Fazia algum tempo que não entrava na Casa da Garceira.
[a casa que meus avós maternos reservaram para a sua velhice e que em criança visitava amiúde; também a primeira casa de meus pais logo após o casamento. Em partilhas, foi adquirida por um dos filhos, o meu tio António, e agora é pertença de um dos filhos dele, o Fernando].
Avistava-a apenas en passant quando esporadicamente por ali transitava. O meu imaginário era pois preenchido por vivas memórias de anos atrás e que, parecendo terem vida própria, foram resistindo à erosão natural dos dias, não deixando de reivindicar seu estatuto privilegiado de primeiras.
A reentrada foi suave, como se tivesse chegado ao destino de uma longa viagem, investigando cada canto com serena minúcia.
Passado algum tempo, depois de ter inspirado “aquele ar” revigorante que apazigua e remoça o caminhante, assentei sem delongas que tudo estava no mesmo lugar e tudo igual ao que sempre fora (ou não quis ou não fui capaz de captar os novos aromas):
A porta para os quartos lá estava: igual;
A porta para a sala de entrada onde era recebido o ‘compasso’, lá estava também: igual;
A janela para ver quem passa na estrada: no mesmo sítio.
Não vi mais compartimentos mas, era este espaço, verdadeiramente - a cozinha -, que mais me interessava.

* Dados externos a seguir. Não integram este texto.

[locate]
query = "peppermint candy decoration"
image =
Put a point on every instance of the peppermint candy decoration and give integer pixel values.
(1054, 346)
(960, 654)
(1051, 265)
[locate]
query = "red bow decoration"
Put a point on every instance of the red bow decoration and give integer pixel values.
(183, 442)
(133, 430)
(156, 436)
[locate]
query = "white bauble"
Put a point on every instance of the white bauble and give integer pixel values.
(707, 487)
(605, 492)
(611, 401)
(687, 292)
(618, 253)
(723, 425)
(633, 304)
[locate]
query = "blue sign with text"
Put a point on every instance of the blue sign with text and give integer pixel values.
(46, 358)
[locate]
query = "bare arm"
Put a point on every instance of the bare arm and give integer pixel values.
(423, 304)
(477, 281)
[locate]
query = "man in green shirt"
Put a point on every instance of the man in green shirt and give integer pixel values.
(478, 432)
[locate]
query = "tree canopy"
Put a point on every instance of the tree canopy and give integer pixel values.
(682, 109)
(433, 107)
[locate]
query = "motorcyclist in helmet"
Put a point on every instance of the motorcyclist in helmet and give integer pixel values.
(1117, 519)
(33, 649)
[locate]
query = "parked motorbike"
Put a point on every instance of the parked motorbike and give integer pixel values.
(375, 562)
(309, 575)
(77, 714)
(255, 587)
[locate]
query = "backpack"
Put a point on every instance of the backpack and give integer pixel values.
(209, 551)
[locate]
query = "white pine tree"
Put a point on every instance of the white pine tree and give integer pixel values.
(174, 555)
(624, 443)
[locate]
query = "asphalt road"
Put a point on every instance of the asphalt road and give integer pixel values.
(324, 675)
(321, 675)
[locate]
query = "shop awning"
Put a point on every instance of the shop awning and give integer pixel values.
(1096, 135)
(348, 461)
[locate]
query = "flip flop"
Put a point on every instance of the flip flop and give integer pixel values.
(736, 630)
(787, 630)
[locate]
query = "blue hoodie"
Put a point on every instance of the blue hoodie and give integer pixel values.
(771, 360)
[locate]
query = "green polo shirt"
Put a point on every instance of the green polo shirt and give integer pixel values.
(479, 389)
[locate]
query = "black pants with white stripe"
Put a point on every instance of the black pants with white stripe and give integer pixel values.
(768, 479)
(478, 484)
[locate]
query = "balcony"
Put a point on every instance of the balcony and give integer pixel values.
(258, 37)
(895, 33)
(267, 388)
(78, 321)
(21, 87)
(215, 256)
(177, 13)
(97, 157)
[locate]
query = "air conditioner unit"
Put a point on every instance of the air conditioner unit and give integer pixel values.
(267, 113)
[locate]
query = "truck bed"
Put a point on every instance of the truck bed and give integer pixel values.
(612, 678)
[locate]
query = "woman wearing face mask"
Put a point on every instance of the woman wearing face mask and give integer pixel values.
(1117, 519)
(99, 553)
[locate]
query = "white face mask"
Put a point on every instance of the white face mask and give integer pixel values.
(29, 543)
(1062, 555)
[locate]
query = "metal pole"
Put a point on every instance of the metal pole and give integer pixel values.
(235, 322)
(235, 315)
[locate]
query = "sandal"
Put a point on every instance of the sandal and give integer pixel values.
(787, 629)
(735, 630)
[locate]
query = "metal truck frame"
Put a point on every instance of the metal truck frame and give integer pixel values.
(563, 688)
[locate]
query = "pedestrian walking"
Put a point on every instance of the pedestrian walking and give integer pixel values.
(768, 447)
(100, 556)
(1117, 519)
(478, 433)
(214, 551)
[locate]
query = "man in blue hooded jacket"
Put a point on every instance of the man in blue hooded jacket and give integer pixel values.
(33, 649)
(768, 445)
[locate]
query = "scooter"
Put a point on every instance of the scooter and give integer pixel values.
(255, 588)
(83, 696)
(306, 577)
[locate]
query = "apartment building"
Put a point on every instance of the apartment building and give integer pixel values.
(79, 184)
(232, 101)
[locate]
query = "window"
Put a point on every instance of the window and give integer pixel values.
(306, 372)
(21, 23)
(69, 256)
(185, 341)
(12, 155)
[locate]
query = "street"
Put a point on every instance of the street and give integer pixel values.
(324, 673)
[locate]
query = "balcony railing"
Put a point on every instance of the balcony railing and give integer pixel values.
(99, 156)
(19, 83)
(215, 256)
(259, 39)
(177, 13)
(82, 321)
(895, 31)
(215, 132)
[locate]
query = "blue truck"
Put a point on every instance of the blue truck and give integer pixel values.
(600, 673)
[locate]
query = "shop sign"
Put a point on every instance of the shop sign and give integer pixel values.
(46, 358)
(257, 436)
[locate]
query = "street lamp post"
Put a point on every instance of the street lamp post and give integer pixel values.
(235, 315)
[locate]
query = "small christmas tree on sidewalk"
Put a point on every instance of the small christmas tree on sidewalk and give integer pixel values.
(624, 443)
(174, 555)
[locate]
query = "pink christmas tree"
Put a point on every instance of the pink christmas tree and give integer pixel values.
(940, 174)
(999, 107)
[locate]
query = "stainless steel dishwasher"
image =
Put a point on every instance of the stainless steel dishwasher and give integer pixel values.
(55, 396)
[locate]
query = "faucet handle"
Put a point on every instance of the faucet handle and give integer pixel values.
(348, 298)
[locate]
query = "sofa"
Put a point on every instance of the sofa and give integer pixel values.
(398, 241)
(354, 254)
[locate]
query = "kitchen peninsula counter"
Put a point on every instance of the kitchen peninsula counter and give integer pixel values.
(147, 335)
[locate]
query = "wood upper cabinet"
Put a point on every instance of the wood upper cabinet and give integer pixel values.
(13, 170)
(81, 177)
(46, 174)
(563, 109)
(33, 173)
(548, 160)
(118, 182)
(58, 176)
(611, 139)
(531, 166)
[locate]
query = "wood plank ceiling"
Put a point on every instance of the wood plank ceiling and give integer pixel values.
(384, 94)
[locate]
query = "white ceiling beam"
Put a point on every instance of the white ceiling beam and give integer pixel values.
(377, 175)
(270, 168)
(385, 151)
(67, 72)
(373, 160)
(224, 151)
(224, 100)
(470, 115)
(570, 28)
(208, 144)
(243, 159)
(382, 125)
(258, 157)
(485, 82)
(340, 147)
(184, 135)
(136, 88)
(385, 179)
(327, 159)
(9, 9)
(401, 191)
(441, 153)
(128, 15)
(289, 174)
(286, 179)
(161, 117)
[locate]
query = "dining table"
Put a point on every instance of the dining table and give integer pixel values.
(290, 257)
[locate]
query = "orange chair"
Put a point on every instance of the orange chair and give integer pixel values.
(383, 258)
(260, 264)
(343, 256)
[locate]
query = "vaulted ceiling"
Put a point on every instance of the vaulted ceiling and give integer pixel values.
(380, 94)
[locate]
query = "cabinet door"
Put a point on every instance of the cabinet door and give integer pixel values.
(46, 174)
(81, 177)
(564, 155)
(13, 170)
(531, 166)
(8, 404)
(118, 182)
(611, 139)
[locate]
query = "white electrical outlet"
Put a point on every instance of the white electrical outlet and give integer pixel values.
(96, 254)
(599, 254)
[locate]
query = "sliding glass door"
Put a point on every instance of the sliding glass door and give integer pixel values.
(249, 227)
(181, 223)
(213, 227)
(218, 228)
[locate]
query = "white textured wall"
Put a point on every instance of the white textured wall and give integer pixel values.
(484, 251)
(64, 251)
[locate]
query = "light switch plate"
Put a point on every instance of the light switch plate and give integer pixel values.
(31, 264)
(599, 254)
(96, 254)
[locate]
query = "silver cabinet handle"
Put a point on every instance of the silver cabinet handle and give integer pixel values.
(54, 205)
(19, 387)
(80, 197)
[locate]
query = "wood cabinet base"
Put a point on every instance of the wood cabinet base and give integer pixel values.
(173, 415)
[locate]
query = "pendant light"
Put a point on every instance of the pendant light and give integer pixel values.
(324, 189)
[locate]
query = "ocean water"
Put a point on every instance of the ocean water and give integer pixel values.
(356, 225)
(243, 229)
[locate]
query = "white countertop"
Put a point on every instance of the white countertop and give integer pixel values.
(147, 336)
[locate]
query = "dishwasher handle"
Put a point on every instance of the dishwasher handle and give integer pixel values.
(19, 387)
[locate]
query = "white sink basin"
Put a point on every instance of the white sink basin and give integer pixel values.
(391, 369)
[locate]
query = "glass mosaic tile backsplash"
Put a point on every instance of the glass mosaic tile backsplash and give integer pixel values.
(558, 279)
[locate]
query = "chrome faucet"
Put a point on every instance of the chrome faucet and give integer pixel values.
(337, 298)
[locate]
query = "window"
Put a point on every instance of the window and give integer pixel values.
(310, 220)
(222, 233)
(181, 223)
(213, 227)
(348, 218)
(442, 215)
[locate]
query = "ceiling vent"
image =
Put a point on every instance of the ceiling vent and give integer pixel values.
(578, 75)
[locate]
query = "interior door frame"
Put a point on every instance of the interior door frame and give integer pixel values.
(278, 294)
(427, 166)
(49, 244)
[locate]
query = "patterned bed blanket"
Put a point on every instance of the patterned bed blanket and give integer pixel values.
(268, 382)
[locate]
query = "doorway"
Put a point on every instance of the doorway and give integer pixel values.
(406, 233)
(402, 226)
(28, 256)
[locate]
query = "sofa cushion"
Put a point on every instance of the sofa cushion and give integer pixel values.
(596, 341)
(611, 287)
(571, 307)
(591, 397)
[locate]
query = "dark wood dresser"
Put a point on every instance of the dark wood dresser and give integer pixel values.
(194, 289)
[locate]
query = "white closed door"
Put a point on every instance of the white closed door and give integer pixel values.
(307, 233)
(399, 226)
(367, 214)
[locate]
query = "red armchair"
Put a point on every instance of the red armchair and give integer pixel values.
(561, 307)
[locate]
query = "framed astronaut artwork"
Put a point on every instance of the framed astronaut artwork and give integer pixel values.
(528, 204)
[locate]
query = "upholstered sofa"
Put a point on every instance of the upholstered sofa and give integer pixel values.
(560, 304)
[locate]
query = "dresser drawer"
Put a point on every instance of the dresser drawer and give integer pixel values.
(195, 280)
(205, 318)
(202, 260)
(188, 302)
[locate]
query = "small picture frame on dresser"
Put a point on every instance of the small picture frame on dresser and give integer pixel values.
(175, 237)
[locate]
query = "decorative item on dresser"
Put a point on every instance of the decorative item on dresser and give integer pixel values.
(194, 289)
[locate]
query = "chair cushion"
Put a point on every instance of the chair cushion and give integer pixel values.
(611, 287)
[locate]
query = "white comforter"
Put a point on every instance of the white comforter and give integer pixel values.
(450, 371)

Não houve, pois, sobressaltos.
Senti-me bem ali sentado num banco corrido (não existem mais os preguiceiros), frente à velha lareira, agora sem a negritude da fuligem pulverulenta a realçar a parede, desfolhando conversa solta com os familiares presentes numa imitação quase perfeita d’outros tempos.
O acolhimento sem reservas, o à-vontade, o sem-cerimónia, a simplicidade com alma e o saudável ambiente vivido e sentido entre aqueles primos, primas e tia, facilitaram não só a integração no seu seio - tornando-me rapidamente em mais um deles -, como foi facilitada também a observação e preservação sem danos desse passado que gosto de conservar intocado.
E que agradável que foi!
As portas e os corações franquearam-se sem receios, numa confiança recíproca sem limites que, então aumentada, dura até hoje.
Outros tempos foram recuperados dos escaninhos de cada um numa conversa morna e prazenteira embalada por um ritmo calmo como recomendava aquele dia deste crepitante verão.
Para outra altura, com mais tempo, pedirei para ver mais, incluindo os campos, o açude, a eira e o alpendre. Estou certo que me será dada permissão para tornar mais abundante a colheita de saborosas recordações.
Nesse dia soube bem espreitar algum passado comum com estas pessoas boas, honestas e sinceras, sem filtros ou presunções a tolher a relação.
Fiquei ainda com mais estima por esta família por assim serem e por darem viva mostra do genuíno ADN da FdQ que, visivelmente, carrega.
Optei por não tirar fotos para não aprisionar o momento e a circunstância; prefiro, outro sim, dar mais espaço à imaginação para que voe sem freios, mais livre e agora mais fértil com esta atualização.
“Tudo está no seu lugar, graças a deus, graças a deus” (Benito di Paula).